At the crest of the hill stand row after row of headstones. Some are tall, others flat against the ground. Some have the names of children or images of their faces etched in the stone, and we stay away from those. We run up and down the rows, shrieking and gathering up the plastic flowers. We pile all our flowers in the middle and sit in a circle around them. We look down the hill to our house and imagine our mother, big and round, lying on her bed and waiting for the next baby, a boy at last, she’s sure of it. A little farther, we can see the Arvada Villa Pizza Parlor and the Arvada Beauty Academy. Between our neighborhood and the long dark line of mountains stands a single white water tower, all by itself. The Rocky Flats water tower. There is a hidden factory there.
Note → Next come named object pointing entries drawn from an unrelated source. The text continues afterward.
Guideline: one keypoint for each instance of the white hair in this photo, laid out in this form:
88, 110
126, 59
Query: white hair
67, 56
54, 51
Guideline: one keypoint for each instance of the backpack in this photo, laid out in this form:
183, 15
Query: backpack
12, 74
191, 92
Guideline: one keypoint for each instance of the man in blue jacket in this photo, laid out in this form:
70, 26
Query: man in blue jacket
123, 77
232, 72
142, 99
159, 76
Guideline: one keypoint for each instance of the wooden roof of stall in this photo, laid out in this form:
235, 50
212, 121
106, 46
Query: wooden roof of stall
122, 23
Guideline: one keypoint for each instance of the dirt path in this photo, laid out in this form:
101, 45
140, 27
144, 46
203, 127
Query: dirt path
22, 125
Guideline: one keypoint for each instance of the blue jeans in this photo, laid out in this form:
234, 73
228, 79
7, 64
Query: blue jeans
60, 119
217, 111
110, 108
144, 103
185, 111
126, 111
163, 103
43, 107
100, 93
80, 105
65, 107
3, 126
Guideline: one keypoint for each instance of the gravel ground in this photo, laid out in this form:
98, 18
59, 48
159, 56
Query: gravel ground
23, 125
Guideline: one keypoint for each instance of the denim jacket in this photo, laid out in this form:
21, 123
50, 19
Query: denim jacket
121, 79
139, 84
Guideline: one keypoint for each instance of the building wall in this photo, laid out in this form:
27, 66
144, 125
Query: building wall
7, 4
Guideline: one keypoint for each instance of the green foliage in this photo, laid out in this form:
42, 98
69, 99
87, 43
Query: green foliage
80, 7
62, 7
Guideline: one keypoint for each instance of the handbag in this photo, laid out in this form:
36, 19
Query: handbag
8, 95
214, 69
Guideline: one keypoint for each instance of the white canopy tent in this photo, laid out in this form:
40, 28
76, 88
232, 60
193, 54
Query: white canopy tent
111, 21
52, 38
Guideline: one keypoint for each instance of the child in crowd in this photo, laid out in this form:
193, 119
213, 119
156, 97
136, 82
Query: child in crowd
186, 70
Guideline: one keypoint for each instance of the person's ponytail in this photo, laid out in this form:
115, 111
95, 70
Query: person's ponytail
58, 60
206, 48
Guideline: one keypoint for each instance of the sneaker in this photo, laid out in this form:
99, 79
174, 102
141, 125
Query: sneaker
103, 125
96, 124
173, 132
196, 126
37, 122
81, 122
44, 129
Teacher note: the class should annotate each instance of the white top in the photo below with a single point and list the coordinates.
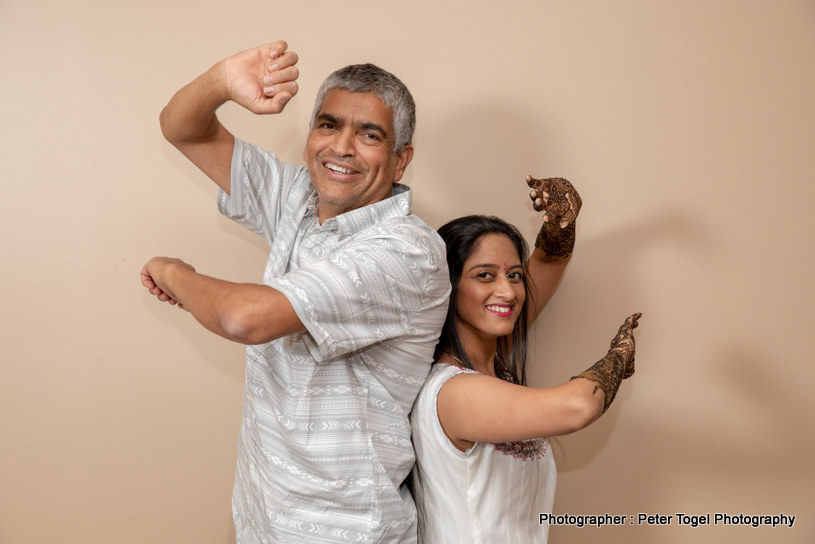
(492, 493)
(325, 437)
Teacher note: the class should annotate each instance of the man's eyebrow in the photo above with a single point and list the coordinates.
(328, 117)
(374, 127)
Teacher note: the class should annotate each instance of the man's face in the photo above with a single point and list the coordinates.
(349, 152)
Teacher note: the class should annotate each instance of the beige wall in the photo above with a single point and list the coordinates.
(688, 126)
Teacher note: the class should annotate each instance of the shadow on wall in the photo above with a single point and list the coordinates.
(476, 162)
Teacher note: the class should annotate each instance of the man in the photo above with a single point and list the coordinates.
(341, 333)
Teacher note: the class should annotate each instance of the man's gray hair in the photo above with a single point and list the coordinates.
(369, 78)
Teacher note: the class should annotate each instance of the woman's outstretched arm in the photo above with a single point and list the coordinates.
(478, 408)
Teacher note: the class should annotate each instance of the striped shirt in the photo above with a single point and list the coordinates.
(325, 438)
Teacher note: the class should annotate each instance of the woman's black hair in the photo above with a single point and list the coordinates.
(462, 237)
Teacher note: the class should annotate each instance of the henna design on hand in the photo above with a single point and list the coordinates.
(560, 203)
(617, 365)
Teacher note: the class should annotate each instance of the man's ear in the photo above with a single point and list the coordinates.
(403, 158)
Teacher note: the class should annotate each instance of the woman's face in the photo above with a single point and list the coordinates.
(490, 291)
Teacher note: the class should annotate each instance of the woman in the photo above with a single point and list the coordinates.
(483, 473)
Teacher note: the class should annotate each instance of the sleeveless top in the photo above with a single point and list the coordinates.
(491, 493)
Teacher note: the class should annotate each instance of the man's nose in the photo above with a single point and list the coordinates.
(343, 144)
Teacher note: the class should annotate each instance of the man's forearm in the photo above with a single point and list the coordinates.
(242, 312)
(190, 114)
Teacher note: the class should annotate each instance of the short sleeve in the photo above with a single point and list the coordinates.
(390, 282)
(262, 189)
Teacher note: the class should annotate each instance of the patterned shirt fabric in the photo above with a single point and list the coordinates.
(489, 493)
(324, 443)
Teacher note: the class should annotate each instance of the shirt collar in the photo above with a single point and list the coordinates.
(397, 205)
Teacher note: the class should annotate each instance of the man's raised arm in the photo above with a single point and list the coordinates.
(261, 80)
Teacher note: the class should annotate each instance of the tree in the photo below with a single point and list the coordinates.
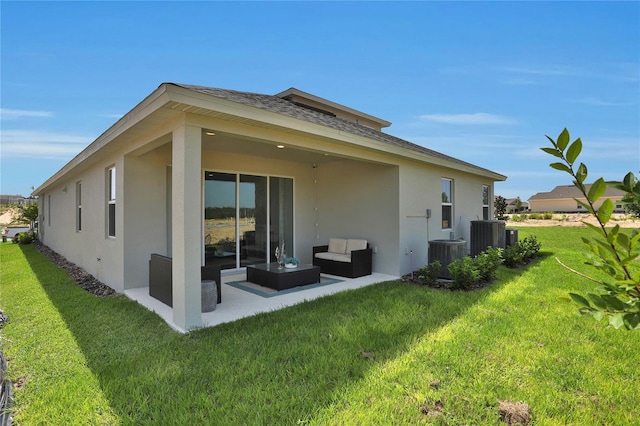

That hidden factory is the Rocky Flats Nuclear Weapons Plant, a foundry that smelts plutonium, purifies it, and shapes it into plutonium “triggers” for nuclear bombs. The plant also recycles fissionable material from outmoded bombs. A largely blue-collar link in the U.S. government’s nuclear bomb network, Rocky Flats is the only plant in the country that produces these triggers--small, spherical explosives that provide an atomic bomb’s chain reaction. The triggers form the heart of every nuclear weapon made in America. From 1952 to 1989, Rocky Flats manufactures more than seventy thousand plutonium triggers, at a cost of nearly $4 million apiece. Each one contains enough breathable particles of plutonium to kill every person on earth.
Rocky Flats’ largest output, however, is radioactive and toxic waste. In all the decades of nuclear weapons production, the nuclear weapons industry produces waste with too little thought to the future or the environment. The creation of each gram of plutonium produces radioactive waste, virtually all of which remains with us to the present day.
But no one in our community knows what goes on at Rocky Flats. This is a secret operation, not subject to any laws of the state.
The wind blows, as it always does. I imagine the bones of pioneers and cowboys beneath our feet. The chill of evening begins to creep up the hill; the air turns cold when the sun dips.
“Let’s go!” Karin yells, and we jump to our feet and roll and tumble down the hill. We bounce across the plank and race across the field, full speed, before the sun sets and the ghosts come out.